Portal uses open-source software and services to take inexpensive, commodity travel routers and turn them into powerful security devices. Since this is pretty far from CloudFlare's core business, it warrants a brief digression into why we support projects like this.

Computer security was for a very long time only of interest to hobbyists, academics, and obscure government agencies. Cryptography was an interesting offshoot of number theory, a foundational but very abstract part of mathematics, and many of the early infrastructure components of the Internet didn't include security at all -- there was an assumption that anyone who could gain access would be responsible and well-intentioned, a consequence of the academic origins; after all, why would they want to break or steal things which were freely available.

Before the "cambrian explosion" of commercial computer security, there was still a lot of great security research -- it was just done by academics and by individuals in the "security community", who were motivated by a desire to understand how things worked, and to make tools because they loved the technology and wanted to solve their own problems. Some of the most interesting and powerful security tools available today trace their origins to rather humble open-source, hobbyist, or academic beginnings -- PGP, Tor, OTR, various forms of electronic cash, and many others. Many of today's most respected people in computer security entered the field during this period, out of personal curiosity or academic interest.

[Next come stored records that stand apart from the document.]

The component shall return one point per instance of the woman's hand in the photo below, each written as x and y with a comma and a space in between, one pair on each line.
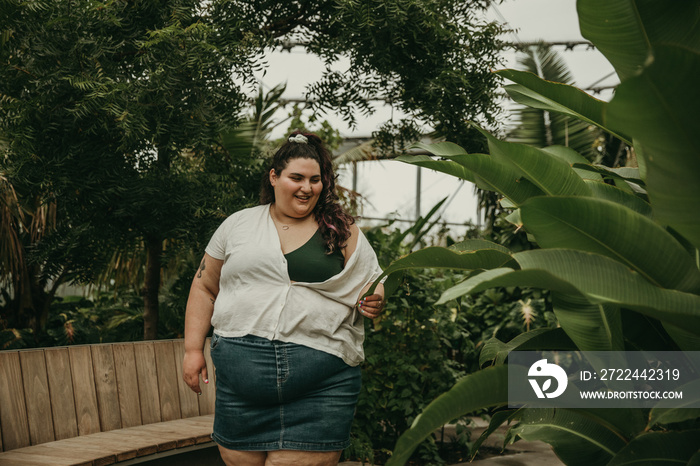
371, 306
193, 366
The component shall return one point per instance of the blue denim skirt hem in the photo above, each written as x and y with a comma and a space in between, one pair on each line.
273, 395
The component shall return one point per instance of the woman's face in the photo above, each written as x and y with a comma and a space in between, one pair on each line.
297, 187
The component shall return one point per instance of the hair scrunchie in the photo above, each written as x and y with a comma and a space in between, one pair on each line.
299, 139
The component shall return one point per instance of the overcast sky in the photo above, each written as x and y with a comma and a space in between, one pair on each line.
389, 187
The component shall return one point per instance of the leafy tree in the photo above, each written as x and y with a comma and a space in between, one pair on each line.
618, 247
112, 110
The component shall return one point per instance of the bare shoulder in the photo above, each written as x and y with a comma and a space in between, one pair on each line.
352, 242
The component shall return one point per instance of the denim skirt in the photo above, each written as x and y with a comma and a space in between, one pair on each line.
272, 395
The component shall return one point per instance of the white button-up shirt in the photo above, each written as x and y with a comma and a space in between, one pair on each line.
256, 296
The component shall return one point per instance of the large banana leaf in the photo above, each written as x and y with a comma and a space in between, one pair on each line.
626, 31
619, 196
659, 108
573, 158
552, 175
576, 439
598, 278
467, 255
659, 448
615, 231
591, 326
444, 166
496, 351
625, 422
682, 412
535, 92
484, 170
481, 389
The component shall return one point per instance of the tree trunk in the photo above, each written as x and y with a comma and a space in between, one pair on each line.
151, 288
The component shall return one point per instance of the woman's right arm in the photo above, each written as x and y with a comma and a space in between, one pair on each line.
200, 307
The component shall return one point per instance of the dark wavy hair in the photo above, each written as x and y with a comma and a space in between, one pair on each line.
333, 221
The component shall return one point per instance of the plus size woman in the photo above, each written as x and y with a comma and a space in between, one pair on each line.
282, 284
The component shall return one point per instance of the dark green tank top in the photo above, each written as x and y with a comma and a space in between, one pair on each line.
310, 263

While CloudFlare is an eager participant in the commercial security world (we're the easiest and fastest way to set up TLS for any website, and we provide edge security and performance to millions of sites, including some of the largest sites on the Internet -- both with free service and paid services in various tiers), we are also very aware of the broad and deep foundation of security tools and research on which we're built.

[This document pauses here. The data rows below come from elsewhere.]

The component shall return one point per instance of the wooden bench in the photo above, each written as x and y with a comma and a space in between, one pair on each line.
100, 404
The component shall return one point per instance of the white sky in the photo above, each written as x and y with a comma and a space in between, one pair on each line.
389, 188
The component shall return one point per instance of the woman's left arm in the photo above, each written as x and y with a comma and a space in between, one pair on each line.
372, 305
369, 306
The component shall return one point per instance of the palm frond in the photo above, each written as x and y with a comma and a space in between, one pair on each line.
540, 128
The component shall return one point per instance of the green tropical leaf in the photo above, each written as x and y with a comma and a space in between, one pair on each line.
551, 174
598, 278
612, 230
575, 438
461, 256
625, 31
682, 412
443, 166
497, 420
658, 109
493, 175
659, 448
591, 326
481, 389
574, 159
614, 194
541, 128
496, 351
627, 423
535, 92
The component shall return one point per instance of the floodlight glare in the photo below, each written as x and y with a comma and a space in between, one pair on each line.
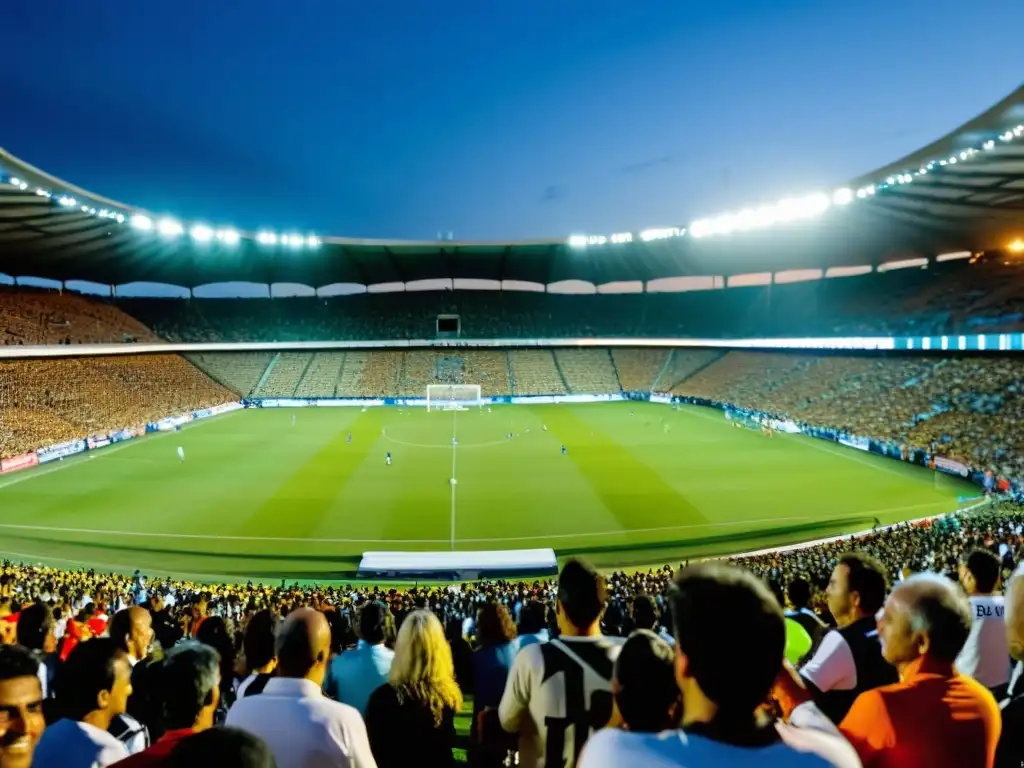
843, 197
169, 227
202, 233
227, 237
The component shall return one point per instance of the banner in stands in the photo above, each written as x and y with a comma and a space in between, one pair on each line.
951, 467
52, 453
15, 463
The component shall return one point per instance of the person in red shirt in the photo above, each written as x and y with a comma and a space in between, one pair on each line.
188, 684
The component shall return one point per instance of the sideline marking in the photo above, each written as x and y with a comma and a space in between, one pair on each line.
621, 531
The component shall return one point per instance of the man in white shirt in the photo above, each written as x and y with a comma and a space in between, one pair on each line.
559, 692
303, 727
986, 654
730, 638
92, 688
849, 659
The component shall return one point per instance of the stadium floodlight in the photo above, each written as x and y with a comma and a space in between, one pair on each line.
227, 236
169, 227
139, 221
843, 197
201, 233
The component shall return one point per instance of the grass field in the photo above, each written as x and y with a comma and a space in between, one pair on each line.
260, 498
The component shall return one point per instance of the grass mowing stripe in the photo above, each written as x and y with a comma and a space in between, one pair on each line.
635, 494
316, 484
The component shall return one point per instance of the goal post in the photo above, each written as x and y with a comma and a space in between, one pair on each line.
453, 396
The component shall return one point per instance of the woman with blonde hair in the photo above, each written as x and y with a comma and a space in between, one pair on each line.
411, 721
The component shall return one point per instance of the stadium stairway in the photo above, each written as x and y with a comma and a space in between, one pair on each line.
561, 374
614, 370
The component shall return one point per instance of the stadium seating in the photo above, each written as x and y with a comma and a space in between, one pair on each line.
535, 372
638, 369
240, 372
44, 401
33, 316
587, 371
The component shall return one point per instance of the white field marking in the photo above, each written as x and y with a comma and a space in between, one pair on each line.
814, 442
586, 534
103, 453
438, 445
452, 479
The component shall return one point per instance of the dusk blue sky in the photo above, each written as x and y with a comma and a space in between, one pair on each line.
491, 120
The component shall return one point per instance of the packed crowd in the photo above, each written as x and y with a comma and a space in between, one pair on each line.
892, 649
949, 298
50, 400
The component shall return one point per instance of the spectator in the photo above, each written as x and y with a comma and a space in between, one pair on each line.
189, 688
354, 675
257, 644
560, 691
20, 707
462, 652
985, 655
798, 595
131, 630
849, 658
498, 645
419, 701
302, 726
644, 684
36, 632
92, 687
532, 624
934, 717
724, 677
224, 748
647, 616
1011, 751
213, 632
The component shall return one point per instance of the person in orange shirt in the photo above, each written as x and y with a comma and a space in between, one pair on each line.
933, 717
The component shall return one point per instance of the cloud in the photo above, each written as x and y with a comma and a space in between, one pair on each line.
646, 165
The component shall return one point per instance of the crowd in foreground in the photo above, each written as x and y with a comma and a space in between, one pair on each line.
893, 649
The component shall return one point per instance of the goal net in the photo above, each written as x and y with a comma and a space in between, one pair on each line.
453, 396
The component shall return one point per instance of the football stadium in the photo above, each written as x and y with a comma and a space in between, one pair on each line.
828, 381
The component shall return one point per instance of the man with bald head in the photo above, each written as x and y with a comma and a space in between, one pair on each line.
934, 716
304, 728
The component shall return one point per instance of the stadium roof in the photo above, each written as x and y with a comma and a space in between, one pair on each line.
963, 193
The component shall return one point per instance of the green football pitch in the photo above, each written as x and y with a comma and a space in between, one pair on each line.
258, 497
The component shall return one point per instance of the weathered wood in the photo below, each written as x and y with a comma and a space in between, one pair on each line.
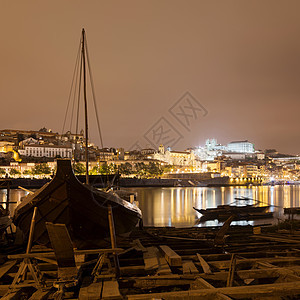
111, 290
238, 292
4, 288
151, 282
113, 239
188, 267
173, 259
137, 245
163, 266
277, 239
62, 244
251, 261
151, 258
204, 264
52, 255
12, 295
231, 271
6, 267
40, 295
200, 283
91, 292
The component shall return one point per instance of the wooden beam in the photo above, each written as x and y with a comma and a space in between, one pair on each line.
200, 283
151, 258
188, 267
91, 292
173, 259
277, 239
238, 292
6, 267
111, 290
163, 267
204, 264
251, 261
52, 255
231, 271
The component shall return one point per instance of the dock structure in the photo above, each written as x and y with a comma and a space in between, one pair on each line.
169, 263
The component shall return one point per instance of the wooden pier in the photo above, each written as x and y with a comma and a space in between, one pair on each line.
167, 263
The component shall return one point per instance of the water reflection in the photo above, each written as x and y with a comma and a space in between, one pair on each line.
174, 206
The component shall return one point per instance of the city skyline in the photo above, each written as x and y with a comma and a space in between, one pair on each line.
238, 62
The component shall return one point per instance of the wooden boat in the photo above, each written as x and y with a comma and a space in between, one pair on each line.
292, 210
224, 211
82, 208
65, 200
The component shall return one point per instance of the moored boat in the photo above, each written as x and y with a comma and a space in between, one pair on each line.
82, 208
224, 211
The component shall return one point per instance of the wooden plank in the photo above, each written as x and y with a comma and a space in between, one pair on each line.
251, 261
62, 244
200, 283
40, 294
6, 267
188, 267
231, 271
163, 266
151, 258
238, 292
91, 292
151, 282
111, 290
137, 245
204, 264
173, 259
52, 255
276, 239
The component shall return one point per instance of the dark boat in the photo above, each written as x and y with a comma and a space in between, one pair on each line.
82, 208
222, 212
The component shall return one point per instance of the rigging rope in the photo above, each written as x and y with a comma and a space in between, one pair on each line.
93, 93
71, 89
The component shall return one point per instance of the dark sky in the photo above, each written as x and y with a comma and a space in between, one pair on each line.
239, 62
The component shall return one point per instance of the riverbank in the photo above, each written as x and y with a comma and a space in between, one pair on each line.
106, 180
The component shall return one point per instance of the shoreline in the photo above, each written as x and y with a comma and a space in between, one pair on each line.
124, 182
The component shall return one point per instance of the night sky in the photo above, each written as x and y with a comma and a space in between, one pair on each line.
176, 72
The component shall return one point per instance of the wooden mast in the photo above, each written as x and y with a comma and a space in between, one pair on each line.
85, 109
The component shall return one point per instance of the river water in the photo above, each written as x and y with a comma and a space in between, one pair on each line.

CloudFlare makes extensive use of open source software, such as the Nginx web server, community collections of Web Application Firewall (WAF) rules originally generated by OWASP, and powerful cryptographic algorithms developed in academia and implemented by open source efforts such as the OpenSSL Project.

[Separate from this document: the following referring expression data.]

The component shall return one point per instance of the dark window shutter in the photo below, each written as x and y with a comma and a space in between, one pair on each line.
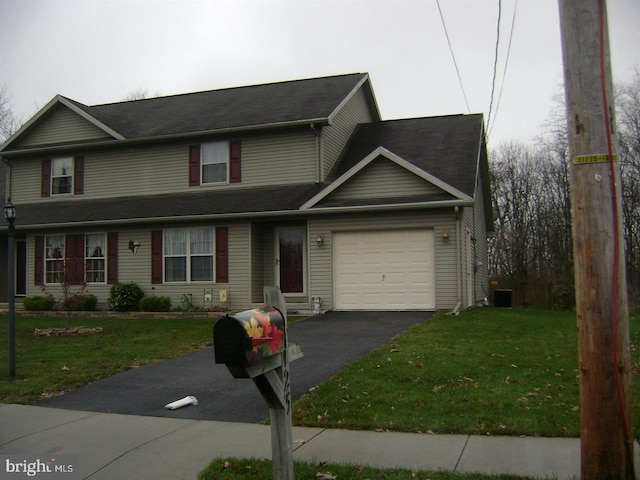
74, 261
235, 170
112, 257
194, 165
222, 254
156, 256
39, 261
78, 175
46, 178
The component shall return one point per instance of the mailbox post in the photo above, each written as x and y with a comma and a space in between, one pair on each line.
253, 344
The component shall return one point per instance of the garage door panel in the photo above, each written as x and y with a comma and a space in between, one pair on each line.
384, 270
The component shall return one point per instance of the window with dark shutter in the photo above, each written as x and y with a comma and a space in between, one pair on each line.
78, 174
39, 261
194, 165
222, 254
156, 256
112, 257
235, 170
74, 261
46, 178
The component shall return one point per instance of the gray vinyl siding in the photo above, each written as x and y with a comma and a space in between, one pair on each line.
153, 169
62, 125
383, 179
137, 268
266, 159
25, 180
321, 275
474, 221
335, 137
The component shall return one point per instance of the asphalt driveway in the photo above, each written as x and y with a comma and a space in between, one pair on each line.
329, 342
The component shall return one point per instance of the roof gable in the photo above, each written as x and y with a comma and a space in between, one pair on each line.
267, 105
298, 102
446, 148
384, 177
61, 121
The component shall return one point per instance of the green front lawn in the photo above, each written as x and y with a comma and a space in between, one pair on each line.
487, 371
48, 366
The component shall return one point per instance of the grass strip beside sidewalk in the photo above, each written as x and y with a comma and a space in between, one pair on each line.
488, 371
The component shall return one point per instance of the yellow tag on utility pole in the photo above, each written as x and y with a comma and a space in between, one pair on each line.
587, 159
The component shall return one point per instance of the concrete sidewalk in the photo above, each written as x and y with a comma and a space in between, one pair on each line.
114, 446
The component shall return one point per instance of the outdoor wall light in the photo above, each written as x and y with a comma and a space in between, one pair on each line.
9, 211
133, 246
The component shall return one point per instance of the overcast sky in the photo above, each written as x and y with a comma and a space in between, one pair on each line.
99, 51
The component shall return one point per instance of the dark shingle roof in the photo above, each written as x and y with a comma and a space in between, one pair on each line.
283, 103
165, 206
446, 147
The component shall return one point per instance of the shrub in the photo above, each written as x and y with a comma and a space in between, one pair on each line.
80, 302
124, 297
155, 304
38, 303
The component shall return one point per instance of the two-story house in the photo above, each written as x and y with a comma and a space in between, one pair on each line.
298, 184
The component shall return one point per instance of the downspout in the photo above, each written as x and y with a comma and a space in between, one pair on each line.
319, 172
459, 276
7, 181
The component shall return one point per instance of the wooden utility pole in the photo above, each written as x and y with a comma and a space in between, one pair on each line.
606, 427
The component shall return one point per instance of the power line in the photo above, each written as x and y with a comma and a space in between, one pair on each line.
495, 62
453, 57
504, 73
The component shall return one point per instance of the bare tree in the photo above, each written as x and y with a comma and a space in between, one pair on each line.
628, 119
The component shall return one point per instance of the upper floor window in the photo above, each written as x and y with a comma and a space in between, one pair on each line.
214, 159
61, 175
214, 163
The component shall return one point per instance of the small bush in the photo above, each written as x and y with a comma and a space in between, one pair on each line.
155, 304
80, 302
38, 303
124, 297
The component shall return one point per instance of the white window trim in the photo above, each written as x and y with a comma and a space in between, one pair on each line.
47, 259
103, 258
72, 176
188, 255
226, 162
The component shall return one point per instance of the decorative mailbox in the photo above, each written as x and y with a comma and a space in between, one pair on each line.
248, 337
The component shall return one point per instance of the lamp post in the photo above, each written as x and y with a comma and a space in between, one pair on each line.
9, 211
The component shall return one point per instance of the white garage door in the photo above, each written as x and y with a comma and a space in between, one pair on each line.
391, 270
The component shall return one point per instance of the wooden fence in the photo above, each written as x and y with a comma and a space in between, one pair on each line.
529, 293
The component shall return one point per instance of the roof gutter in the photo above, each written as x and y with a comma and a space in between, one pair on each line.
115, 143
244, 215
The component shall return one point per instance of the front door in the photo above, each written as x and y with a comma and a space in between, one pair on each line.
21, 268
290, 259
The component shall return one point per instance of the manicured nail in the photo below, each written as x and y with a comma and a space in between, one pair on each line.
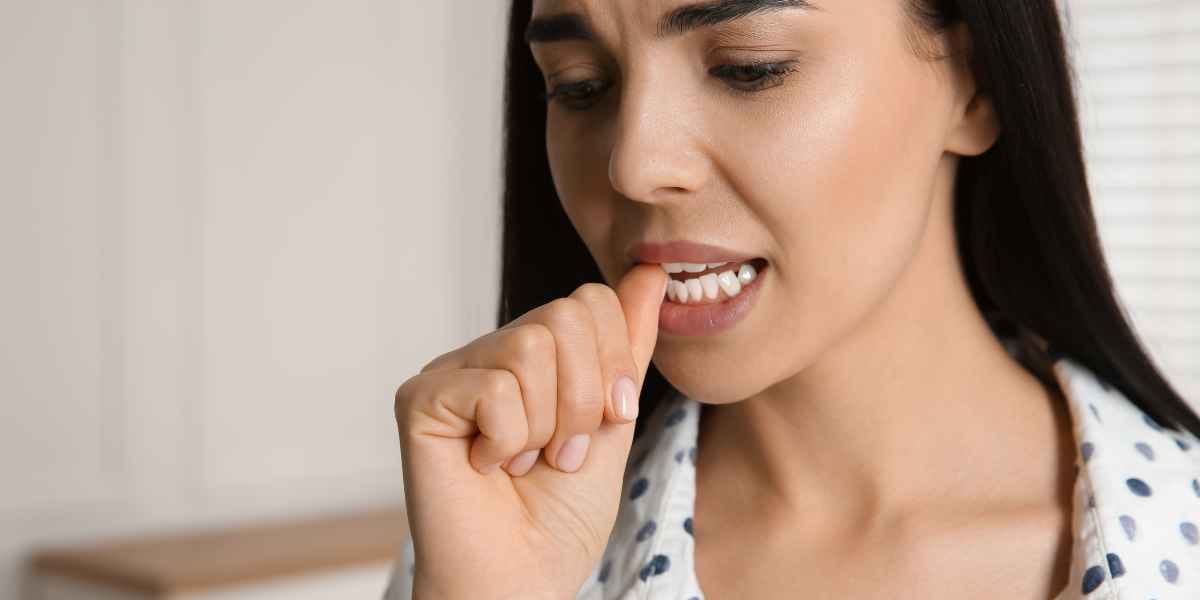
522, 462
624, 397
570, 456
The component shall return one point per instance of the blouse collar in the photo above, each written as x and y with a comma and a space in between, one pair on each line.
1137, 503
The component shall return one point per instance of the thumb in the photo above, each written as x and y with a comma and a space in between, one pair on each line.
641, 293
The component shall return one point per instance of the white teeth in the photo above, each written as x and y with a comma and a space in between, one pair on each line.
678, 292
730, 283
708, 281
747, 274
708, 286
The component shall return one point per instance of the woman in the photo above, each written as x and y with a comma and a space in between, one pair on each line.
858, 235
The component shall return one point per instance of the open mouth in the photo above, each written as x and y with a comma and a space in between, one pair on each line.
700, 283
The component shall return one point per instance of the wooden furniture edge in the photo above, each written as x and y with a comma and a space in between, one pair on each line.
195, 561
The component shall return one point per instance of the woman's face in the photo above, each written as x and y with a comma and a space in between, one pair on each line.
829, 169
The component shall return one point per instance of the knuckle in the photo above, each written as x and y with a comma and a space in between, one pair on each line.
498, 383
565, 312
595, 293
532, 341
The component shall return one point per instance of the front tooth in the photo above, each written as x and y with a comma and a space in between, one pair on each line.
681, 291
747, 274
730, 283
708, 282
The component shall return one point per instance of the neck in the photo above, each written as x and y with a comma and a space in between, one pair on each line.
921, 405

Where possible, CloudFlare also contributes back to the community in those areas. We contribute bugfixes and new functionality back to open source packages, and we employ developers who in their spare time make additional contributions to open source software. CloudFlare's GitHub Open Source page is a great collection of many of our contributions to open source.

One of our biggest contributions to date has been CFSSL, CloudFlare's PKI toolkit. We're constantly hearing from various projects and companies how CFSSL has been helpful to them -- one of the most exciting being the Let's Encrypt community Certificate Authority project. Nick Sullivan has written in the CloudFlare blog announcing CFSSL, and exciting things are continuing to happen with that software.

CloudFlare, like many other companies in computer security, makes other contributions to the security community. One of the most interesting is that we, like some other companies, values having employees participate in the security community in a variety of ways. Encouraging side projects independent of work -- research, finding new vulnerabilities and responsibly disclosing them, creating new tools, participating in conferences or working groups, running tutorials, and being active in standards bodies -- sometimes doesn't have a direct connection to the company's products, but contributes to a vibrant security ecosystem. There are often unforeseen benefits of these collaborations -- learning about new tools, finding great engineers -- we're actively hiring for a variety of roles -- and many others.

Marc and I are grateful to CloudFlare for the time to work on this open source tool and to present it to the world, and we're looking forward to presenting at RSA.